Cosa rappresentano le “minoranze nazionali” in Giappone?
Il Giappone mantiene un rapporto speciale con le sue minoranze. Il mito dell’unità razziale e linguistica costituisce ancora una parte forte dell’ideologia dominante, che favorisce la distinzione tra “loro” e “noi” presente a tutti i livelli della società. compagnia giapponese. L'arcipelago stesso è diviso in regioni con forti particolarità, segnate in particolare da modi di espressione e accenti molto pronunciati, dal Tohoku settentrionale al Kyushu passando per la regione di Osaka-Kobe. Una grande divisione si stabilisce tra Kansai, regione di Kyoto, e Kantô, regione di Tokyo, dove i riferimenti culturali tra l'ex capitale imperiale e l'ex capitale dello shogun non sono gli stessi.
Ma queste differenze non sono fondamentali e non hanno messo in discussione l’idea di popolo unico, che si è affermata da quando il Giappone è entrato nella modernità. Questa idea spiega anche la scarsa permeabilità della società giapponese al concetto di multiculturalismo e all’idea che uno straniero possa diventare giapponese.1. Così, per un certo periodo, il governo incoraggiò l’arrivo degli emigranti brasiliani, discendenti delle famiglie dei coolie emigrate nei primi anni del XXe secolo, ritenendo che la loro integrazione sia più facile per natura. L’emergere di problemi di adattamento ha fortemente limitato questa strategia basata sull’idea di una superiorità del carattere “innato” del giapponese rispetto a quelli acquisiti.
Tuttavia, ci sono due regioni che non rientrano in questo schema e che sollevano la questione – in misura diversa – del trattamento delle minoranze. Nel nord, sull'isola di Hokkaido, che fu ufficialmente integrata nel territorio giapponese solo alla fine del sec XIXe secolo, sopravvivono pochissimi Ainu, discendenti dei primi occupanti dell'arcipelago venuti dal continente.
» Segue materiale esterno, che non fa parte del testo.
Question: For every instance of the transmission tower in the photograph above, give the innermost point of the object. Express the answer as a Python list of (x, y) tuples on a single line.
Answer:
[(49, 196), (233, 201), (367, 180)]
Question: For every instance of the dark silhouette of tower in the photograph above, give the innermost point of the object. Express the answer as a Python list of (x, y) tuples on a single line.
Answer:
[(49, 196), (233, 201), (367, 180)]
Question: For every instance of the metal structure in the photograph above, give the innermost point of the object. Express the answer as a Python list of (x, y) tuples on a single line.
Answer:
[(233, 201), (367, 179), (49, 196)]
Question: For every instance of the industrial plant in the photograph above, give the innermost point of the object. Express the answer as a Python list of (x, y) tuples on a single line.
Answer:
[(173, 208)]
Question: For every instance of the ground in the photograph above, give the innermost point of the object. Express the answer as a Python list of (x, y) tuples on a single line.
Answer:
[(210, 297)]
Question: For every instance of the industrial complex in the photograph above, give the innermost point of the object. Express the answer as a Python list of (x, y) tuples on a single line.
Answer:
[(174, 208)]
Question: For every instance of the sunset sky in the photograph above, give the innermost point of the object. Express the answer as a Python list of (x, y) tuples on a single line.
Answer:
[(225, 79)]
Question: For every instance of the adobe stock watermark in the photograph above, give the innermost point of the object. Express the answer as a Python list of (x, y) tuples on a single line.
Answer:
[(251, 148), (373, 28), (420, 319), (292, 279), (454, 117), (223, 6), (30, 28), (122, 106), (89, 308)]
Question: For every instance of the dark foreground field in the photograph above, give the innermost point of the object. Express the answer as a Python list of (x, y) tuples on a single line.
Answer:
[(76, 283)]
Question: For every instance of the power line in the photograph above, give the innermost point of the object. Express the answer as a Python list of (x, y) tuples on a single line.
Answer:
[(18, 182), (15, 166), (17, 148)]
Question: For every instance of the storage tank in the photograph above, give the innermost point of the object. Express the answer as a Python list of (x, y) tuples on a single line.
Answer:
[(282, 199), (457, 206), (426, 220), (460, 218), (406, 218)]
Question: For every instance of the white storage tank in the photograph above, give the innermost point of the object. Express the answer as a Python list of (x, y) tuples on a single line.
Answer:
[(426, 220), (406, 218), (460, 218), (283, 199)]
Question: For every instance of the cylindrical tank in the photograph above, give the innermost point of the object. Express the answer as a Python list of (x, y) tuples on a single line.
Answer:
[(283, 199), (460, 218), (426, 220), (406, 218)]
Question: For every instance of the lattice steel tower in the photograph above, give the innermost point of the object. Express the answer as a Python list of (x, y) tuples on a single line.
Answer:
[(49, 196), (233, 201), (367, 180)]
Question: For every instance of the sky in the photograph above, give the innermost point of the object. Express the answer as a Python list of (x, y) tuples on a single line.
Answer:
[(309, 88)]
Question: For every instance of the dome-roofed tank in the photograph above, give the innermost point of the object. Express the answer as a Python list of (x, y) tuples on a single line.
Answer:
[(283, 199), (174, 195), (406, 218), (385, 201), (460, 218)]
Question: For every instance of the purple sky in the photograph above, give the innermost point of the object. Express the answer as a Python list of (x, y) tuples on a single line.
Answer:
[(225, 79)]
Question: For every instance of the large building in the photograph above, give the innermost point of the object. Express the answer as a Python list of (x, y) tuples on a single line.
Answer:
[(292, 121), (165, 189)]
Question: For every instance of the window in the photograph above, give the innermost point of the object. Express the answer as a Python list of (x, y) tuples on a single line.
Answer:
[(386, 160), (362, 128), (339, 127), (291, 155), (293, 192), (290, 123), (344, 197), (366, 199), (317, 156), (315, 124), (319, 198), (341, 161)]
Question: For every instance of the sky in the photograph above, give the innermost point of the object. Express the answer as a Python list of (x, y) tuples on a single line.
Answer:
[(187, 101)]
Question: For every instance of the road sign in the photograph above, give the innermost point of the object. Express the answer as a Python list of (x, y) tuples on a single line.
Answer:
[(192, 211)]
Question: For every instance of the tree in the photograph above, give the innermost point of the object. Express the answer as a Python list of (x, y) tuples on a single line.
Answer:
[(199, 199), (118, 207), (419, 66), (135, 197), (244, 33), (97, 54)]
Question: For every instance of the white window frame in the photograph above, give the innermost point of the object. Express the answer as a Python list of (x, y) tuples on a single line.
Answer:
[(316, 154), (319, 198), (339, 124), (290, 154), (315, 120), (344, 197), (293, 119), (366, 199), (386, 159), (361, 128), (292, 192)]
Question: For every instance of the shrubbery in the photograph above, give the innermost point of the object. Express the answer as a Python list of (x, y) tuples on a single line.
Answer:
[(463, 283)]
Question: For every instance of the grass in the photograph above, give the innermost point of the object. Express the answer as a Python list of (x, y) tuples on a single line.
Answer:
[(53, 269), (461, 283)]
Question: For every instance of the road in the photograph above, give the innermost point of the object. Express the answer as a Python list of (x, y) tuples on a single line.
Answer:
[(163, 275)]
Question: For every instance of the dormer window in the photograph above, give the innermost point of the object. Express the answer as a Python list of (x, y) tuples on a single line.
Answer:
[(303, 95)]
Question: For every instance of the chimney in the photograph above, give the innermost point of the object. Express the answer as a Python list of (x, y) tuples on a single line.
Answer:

Gli Ainu si distinguono fisicamente dal resto della popolazione giapponese per un sistema di capelli più sviluppato, ma la loro assimilazione è oggi quasi totale e il loro numero, a Hokkaido, supera di poco le 13 persone, rappresentate da una frammentazione di associazioni divise. Lo status di “popolo indigeno” è stato riconosciuto solo nel 000 con l’istituzione di un Ufficio per le Politiche Ainu (アイヌ総合政策室, Ainu Sôgô seisaku Shitsu) all'interno dell'ufficio del Primo Ministro.
Permangono tensioni, in particolare per quanto riguarda la restituzione dei resti umani conservati nelle università giapponesi e il rispetto della dichiarazione delle Nazioni Unite (ONU) sui diritti delle minoranze firmata dal Giappone. Nel Sud, Okinawa costituisce un altro problema. Come Hokkaido, l'isola fu incorporata nel territorio giapponese alla fine del XIXe secolo, nel 1879, "Okinawa" sostituì l'antico nome del regno di Ryukyu, intermediario tra l'impero della Cina e del Giappone. La popolazione dell'isola ha una lingua specifica e una cultura molto influenzata dalla cultura cinese.2. Il trauma della Seconda Guerra Mondiale e il sacrificio della popolazione civile locale guidata dall’esercito imperiale alimentano un risentimento che spiega anche – al di là dei giochi politici locali – le tensioni che permangono riguardo alle basi americane nell’arcipelago. Per i giapponesi Okinawa è diventata una destinazione “esotica”, anche per la presenza di importanti basi americane.
1. Il termine moderno "gaijin" (straniero, gaikokujin) è stato per lungo tempo applicato solo agli occidentali. Un altro termine designava i cittadini dell'Impero cinese e dei suoi stati tributari. Tra i XVe e XVIIe secolo, venivano chiamati i portoghesi o gli olandesi nanban (南蛮, “barbari del Sud”)
2. 1 persone appartengono alla minoranza Ryukyu. La lingua giapponese si è affermata in tutto l'arcipelago.